Media hora más tarde, cuando termina de revisar con el ojo a medio abrir el móvil, ve que Miss Howley se ha quedado dormida. El goliardo sigue sin saber qué hacer, en su teléfono no ha encontrado nada inspirador, siente la tentación de acometer la tarea a la que se disponía cuando fue interrumpido por la aparición de la dama, es decir, la de ponerse una buena dosis de porno, probablemente húngaro, pero la presencia de la Miss le cohíbe.
Descartado el porno lo primero que le viene a la cabeza es embarcarse en una nueva incursión nocturna - es lo que le gusta, es lo que le divierte, es lo que se le da mejor - no obstante, a esas horas los perdidos con los que se pudiese encontrar le aventajarían sobremanera en estado etílico-eufórico y sería harto difícil establecer con ellos cualquier tipo de comunicación, casi tanto como que hallase pijas con las que retozar.
En busca de una tercera alternativa, se pone en pie y camina hasta una pizarra colgada junto a la puerta que, en muy mala caligrafía, pormenoriza las doce pruebas a las que se enfrenta.
Sólo hay una tachada, de las otras once, una de ellas le llama la atención:
Viajar a algún sitio donde no haya estado el tío Matt
Emprender un viaje, huir, quizá sea una buena idea. El tío Matt ha estado en casi todos los países del mundo, incluidos Nauru y Lesoto, pero Lobo de Bar sabe que el planeta es muy grande y que no es imposible hallar algún remoto paraje no hollado por el impenitente viajero. Después de mucho meditar, mientras termina el pack de Export, cree encontrar en su memoria un comentario revelador en el cual, el tío Matt, se lamentaba de no haber estado en cierto sitio.
Para asegurarse, le llama por teléfono:
- ¿Lobo?
- ¡Tío Matt!
- ¿Vas borracho? Ahí deben de ser las cinco de la mañana.
- Lo voy, pero no es ese el motivo de mi llamada. ¿Te pillo en mal momento?
- Me estoy comiendo un gado-gado en compañía de una hermosa joven que, en cuanto terminemos, me quiere enseñar un volcán, así que, me alegro de oírte, pero si tu guaza hace que te alargues demasiado o balbucees perderé la paciencia y colgaré ipso facto.
- Tranquilo tío Matt, seré breve.
- Así sea.
- ¿Tú has estado en Teruel?
- En la provincia sí, innumerables veces, pero por algún inexplicable motivo nunca he estado en Teruel capital, pensaba que habíamos hablado de esto alguna vez.
- Creo que sí, pero quería asegurarme, no te entretengo más, vuelve a lo tuyo.

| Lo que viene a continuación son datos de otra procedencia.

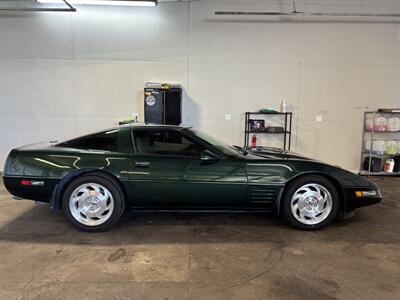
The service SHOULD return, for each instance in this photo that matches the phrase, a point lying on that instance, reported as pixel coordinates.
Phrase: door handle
(142, 164)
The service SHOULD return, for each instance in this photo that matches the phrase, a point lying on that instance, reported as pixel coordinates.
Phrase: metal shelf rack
(371, 136)
(287, 131)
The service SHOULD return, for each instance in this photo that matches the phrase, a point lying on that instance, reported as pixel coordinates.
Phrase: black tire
(111, 185)
(291, 190)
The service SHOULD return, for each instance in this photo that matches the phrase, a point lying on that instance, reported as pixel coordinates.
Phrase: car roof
(151, 125)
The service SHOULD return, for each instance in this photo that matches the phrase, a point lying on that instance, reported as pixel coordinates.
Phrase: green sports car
(161, 167)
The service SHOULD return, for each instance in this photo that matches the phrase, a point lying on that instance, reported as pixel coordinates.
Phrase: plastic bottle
(254, 141)
(283, 106)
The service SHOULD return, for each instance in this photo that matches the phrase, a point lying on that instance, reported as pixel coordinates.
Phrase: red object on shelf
(254, 141)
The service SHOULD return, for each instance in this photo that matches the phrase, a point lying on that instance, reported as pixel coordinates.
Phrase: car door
(216, 180)
(161, 159)
(170, 168)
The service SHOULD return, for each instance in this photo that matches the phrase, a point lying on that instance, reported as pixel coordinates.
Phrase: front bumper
(369, 198)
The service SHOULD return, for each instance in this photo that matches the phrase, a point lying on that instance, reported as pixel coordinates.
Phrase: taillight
(31, 182)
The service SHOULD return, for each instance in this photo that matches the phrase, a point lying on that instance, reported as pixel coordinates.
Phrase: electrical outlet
(318, 118)
(135, 116)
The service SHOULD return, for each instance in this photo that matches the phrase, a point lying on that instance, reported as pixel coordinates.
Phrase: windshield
(221, 146)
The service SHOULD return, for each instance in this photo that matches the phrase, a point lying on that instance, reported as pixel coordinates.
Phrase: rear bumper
(40, 193)
(353, 202)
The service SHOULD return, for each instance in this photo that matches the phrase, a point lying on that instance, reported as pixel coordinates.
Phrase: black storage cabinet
(163, 105)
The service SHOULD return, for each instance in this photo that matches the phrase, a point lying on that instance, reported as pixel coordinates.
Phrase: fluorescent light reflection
(101, 2)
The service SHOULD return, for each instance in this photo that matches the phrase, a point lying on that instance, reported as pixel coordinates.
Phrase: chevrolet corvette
(173, 168)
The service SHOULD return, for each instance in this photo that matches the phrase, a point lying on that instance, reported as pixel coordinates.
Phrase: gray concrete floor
(197, 256)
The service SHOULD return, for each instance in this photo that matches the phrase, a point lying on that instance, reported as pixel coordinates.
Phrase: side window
(165, 142)
(106, 141)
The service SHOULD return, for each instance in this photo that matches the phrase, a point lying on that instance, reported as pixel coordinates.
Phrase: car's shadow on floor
(40, 225)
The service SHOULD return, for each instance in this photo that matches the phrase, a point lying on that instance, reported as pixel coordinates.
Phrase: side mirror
(208, 156)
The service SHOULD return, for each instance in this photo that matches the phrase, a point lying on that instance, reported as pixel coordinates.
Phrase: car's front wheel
(93, 202)
(310, 203)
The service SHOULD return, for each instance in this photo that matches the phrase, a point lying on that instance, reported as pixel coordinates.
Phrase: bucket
(379, 147)
(369, 124)
(380, 124)
(392, 147)
(393, 124)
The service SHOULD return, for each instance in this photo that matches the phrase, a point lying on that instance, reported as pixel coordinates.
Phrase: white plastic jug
(389, 165)
(379, 147)
(393, 124)
(392, 147)
(369, 124)
(380, 124)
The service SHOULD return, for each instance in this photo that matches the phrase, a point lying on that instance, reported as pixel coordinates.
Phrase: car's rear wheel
(93, 202)
(310, 203)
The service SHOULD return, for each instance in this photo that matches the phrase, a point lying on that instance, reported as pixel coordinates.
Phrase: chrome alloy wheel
(311, 204)
(91, 204)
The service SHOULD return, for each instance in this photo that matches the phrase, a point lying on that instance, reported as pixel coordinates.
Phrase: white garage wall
(65, 74)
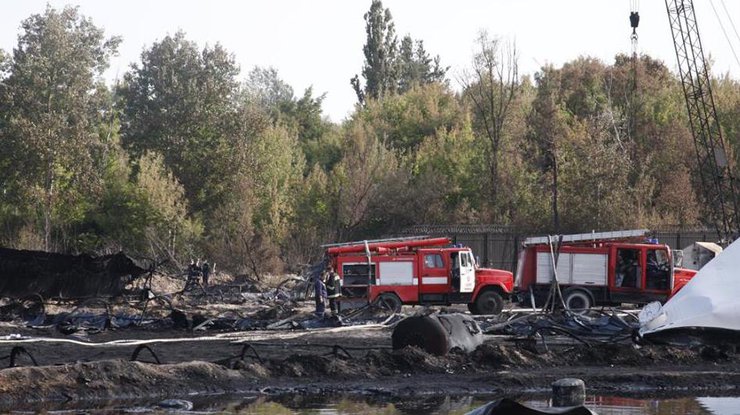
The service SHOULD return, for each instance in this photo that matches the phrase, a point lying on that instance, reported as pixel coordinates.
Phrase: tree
(389, 69)
(50, 111)
(181, 103)
(380, 52)
(547, 123)
(491, 85)
(415, 67)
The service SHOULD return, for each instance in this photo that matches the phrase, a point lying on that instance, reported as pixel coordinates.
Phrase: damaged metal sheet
(706, 307)
(51, 275)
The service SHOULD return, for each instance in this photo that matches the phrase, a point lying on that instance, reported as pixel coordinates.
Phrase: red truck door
(467, 271)
(434, 284)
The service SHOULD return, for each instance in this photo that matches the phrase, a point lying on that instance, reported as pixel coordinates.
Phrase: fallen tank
(438, 334)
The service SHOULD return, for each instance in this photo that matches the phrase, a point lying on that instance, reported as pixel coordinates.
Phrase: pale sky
(319, 42)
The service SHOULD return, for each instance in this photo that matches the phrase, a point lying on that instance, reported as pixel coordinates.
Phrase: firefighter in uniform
(320, 294)
(333, 290)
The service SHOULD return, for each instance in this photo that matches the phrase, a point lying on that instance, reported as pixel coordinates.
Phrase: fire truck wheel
(577, 300)
(489, 302)
(423, 332)
(390, 302)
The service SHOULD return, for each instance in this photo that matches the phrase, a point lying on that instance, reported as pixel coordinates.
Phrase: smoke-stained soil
(237, 341)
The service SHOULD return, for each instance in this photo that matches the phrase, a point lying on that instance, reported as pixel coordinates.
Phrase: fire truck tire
(423, 332)
(472, 308)
(489, 302)
(390, 302)
(577, 300)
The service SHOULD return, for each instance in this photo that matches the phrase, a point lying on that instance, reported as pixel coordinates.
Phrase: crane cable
(722, 26)
(634, 22)
(729, 17)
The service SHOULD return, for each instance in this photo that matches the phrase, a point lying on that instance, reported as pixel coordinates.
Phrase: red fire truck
(604, 268)
(423, 271)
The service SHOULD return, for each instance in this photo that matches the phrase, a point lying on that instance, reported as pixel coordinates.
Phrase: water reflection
(298, 404)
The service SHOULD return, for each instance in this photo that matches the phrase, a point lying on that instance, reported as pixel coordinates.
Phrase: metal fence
(499, 246)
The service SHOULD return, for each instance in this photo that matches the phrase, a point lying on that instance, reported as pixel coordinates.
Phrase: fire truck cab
(607, 268)
(427, 271)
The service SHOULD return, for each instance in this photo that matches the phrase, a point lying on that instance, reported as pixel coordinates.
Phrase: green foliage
(403, 121)
(388, 68)
(48, 113)
(180, 102)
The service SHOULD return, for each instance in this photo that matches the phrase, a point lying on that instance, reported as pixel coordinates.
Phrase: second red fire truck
(424, 271)
(604, 268)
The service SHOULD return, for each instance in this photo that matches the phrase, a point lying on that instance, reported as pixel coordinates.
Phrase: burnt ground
(83, 364)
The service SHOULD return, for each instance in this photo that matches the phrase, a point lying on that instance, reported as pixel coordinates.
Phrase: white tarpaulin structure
(710, 300)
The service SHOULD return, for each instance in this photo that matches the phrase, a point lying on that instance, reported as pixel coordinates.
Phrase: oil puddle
(361, 405)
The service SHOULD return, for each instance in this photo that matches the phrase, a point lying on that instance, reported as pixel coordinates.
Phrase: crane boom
(714, 166)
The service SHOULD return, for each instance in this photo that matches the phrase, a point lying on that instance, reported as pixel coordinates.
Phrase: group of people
(328, 287)
(196, 269)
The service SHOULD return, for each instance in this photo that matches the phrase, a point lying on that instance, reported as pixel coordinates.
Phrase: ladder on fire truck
(591, 236)
(555, 296)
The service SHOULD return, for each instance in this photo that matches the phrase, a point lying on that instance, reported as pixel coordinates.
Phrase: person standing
(333, 290)
(206, 270)
(320, 294)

Brindo a tu salud, brinda tú también a la mía...
- ...y no hagas nada que yo nunca haría
- Jajaja, por su puesto.
Son buenas noticias, desde luego, para superar la prueba no va a tener que ir a tomar por el c*lo y medio desembolsando una ingente cantidad de pasta. Conocer otros países está muy bien, pero la afluencia masiva de turistas a los lugares más emblemáticos los pervierte y ensucia. No hace falta irse tan lejos para ir de aventura, a veces, la aventura está en el pueblo de al lado, o incluso en el interior de uno mismo. Con ese espíritu intrépido, esotérico y divagador, Lobo de Bar desentierra su mochila y la llena de botellas de whisky.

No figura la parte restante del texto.